Environment variables
| Variable | Read by | Meaning |
|---|---|---|
MEGURI_CORPUS |
the test and bench suites | Path to a Common Crawl CDX JSONL slice. The corpus-backed gates and benchmarks skip unless this points at a real slice (see scripts/fetch-corpus.sh), so a build never fabricates a corpus. The shipped binary does not read it. |
The crawl-loop commands take their corpus from --input, --seed, or stdin, not from the environment, so a run is reproducible from its arguments alone.
A partition directory
meguri serve -d <dir> opens a directory as a durable, log-structured partition store. The directory is the single-file promise in expanded form: open a directory, get a partition. It holds three things:
<dir>/
├── super # two-slot superblock: which snapshot and log are current
├── snap-<gen>.meguri # the latest checkpoint, a full .meguri partition file
└── log-<gen> # the active append-only log since that checkpoint
- The log is the journal. Every crawl update is an append to
log-<gen>, and that same log is its own recovery journal. There is no separate write-ahead log: the append-only log has nothing to roll back, so recovery is redo-only. - The snapshot is a real
.megurifile. A checkpoint folds the live state intosnap-<gen>.meguri, the exact format anymeguri inspectreads. Recovery loads that snapshot, rebuilds the resident index, and replays the log tail past the snapshot's frontier. - The superblock names what is current.
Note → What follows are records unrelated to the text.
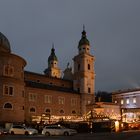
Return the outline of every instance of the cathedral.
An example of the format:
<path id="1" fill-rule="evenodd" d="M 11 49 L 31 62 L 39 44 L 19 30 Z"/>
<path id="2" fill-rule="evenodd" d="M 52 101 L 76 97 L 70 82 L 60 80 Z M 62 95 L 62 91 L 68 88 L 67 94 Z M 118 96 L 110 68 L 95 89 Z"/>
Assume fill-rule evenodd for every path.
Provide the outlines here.
<path id="1" fill-rule="evenodd" d="M 63 77 L 54 46 L 40 74 L 25 70 L 26 60 L 12 53 L 0 32 L 0 123 L 84 120 L 95 102 L 95 57 L 84 28 L 76 46 L 73 68 L 68 64 Z"/>

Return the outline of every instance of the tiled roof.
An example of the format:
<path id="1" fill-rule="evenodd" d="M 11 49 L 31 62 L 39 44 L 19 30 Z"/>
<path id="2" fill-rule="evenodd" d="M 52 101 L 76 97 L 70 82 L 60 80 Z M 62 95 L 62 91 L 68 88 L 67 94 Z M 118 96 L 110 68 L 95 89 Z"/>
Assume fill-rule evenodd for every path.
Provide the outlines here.
<path id="1" fill-rule="evenodd" d="M 33 82 L 33 81 L 25 81 L 25 84 L 26 84 L 26 87 L 48 89 L 48 90 L 55 90 L 55 91 L 79 94 L 77 91 L 74 91 L 72 88 L 59 87 L 59 86 L 55 86 L 55 85 L 48 85 L 48 84 Z"/>

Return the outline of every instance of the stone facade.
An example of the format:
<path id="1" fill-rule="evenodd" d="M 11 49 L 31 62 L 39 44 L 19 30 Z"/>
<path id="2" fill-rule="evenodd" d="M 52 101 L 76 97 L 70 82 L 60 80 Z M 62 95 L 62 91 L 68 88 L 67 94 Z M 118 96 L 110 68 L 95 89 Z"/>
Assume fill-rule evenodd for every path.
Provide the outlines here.
<path id="1" fill-rule="evenodd" d="M 29 72 L 24 70 L 26 61 L 11 53 L 0 33 L 0 123 L 82 119 L 86 105 L 94 103 L 95 80 L 95 60 L 84 30 L 78 49 L 74 73 L 67 67 L 64 78 L 54 48 L 45 74 Z"/>

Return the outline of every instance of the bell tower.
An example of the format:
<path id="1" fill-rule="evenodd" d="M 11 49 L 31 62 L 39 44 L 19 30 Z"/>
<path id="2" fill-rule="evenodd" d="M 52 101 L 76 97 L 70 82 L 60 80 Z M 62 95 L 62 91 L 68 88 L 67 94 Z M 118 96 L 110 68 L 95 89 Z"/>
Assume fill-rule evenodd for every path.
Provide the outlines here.
<path id="1" fill-rule="evenodd" d="M 44 70 L 44 73 L 50 77 L 61 77 L 61 70 L 58 68 L 58 59 L 55 55 L 54 45 L 51 49 L 51 54 L 48 57 L 48 68 Z"/>
<path id="2" fill-rule="evenodd" d="M 86 105 L 93 104 L 95 102 L 95 57 L 90 54 L 90 42 L 87 39 L 84 26 L 82 37 L 78 44 L 78 55 L 73 58 L 73 61 L 74 89 L 81 95 L 81 114 L 84 115 L 86 113 Z"/>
superis a two-slot record that commits a new (snapshot, log) generation atomically, so a crash mid-checkpoint always leaves a consistent prior generation to recover from.
A checkpoint rotates the generation: it writes snap-<gen+1>.meguri and a fresh log-<gen+1>, commits the superblock, then removes the superseded files. meguri pack --data <dir> writes a standalone .meguri from the live state without rotating, and meguri stats --data <dir> recovers the frontier to print its counters.
The durability dial
serve runs the log under a three-position durability dial, the same dial the underlying log-structured store exposes. It trades device flushes for throughput:
| Position | When it flushes | What a power loss costs |
|---|---|---|
| None | never | everything the OS had not yet written back |
| Normal | at checkpoint boundaries | the updates since the last checkpoint, replayable from the log if the OS flushed it |
| Full | before every update returns, via group commit | nothing; one update is one device flush |
Normal is the default balance for a live crawl: a checkpoint is a durability boundary, and the log between checkpoints is replayed on recovery. Full is the fsync floor for when an acknowledged update must survive a power loss; None is the in-memory ceiling for a throwaway run or a benchmark.
Residency
A partition can hold far more URLs than fit in memory. The store keeps the hot tail of the log resident and addresses the cold bulk by log offset on disk. serve --resident-budget N caps the number of resident URL records; 0 (the default) lets residency grow unbounded, which is the right choice when the partition fits in memory and the wrong one when it does not.